One of the most challenging aspects of cancer treatment is the huge variety of different tumours that can occur with each one potentially requiring a different solution because unfortunately, one drug does NOT fit all. In addition, another major issue of many current drugs is their poor selectivity towards cancers resulting in problems such as normal tissue toxicity, severe side effects and the development of drug resistance.
Now, a team of scientists at the University of Huddersfield is researching how to combat these challenges by using “self-assembled” drugs and although the research is in its very early stages, they’ve already had a breakthrough.
The science behind self-assembly
Self-assembly is the ability to instruct chemical systems with specific information so in the correct environment they will spontaneously generate biologically active compounds. Using this process many different compounds can be rapidly and easily formed with each different self-assembled drug having different chemotherapy properties.
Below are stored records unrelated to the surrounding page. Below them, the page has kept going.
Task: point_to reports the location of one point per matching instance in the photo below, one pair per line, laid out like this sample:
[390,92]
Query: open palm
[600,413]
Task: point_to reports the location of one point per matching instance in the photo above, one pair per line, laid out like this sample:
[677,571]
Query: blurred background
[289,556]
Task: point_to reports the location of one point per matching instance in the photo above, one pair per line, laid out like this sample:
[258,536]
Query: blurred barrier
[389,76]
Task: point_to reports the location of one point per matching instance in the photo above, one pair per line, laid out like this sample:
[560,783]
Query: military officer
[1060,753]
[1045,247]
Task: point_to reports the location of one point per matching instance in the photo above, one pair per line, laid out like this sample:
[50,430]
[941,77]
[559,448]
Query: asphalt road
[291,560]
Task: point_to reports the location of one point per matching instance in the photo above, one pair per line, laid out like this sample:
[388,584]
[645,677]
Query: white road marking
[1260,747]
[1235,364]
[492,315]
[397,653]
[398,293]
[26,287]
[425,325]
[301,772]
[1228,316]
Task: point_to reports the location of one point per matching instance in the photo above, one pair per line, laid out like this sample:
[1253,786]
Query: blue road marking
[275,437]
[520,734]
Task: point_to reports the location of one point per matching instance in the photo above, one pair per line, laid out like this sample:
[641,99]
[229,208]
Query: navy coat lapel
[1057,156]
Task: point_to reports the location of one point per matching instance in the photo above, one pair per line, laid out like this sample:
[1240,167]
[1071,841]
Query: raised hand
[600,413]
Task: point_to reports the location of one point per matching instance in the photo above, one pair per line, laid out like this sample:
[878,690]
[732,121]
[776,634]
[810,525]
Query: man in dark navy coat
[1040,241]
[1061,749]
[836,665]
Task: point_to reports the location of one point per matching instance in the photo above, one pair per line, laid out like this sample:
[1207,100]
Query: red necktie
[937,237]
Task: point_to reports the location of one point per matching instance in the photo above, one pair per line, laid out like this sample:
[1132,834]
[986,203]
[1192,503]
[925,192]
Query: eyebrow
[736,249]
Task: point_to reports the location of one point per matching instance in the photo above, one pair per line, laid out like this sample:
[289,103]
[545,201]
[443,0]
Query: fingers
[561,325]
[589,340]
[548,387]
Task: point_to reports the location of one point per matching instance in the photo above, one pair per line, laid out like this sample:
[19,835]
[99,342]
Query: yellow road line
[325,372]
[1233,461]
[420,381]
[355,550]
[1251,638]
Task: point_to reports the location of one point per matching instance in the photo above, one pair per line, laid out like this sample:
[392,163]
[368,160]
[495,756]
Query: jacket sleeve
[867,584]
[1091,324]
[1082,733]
In an article published by the journal Nature Communications, the University’s Professor Roger Phillips, Dr Simon Allison and Professor Craig Rice demonstrate chemical systems that self-assemble into molecular capsules which are highly toxic towards human cancer cells of a range of different tumour types.
More importantly, they show unprecedented cancer selectivity in the laboratory that, in some cases, are many thousands of times more toxic to the cancer cells compared to healthy, normal cells.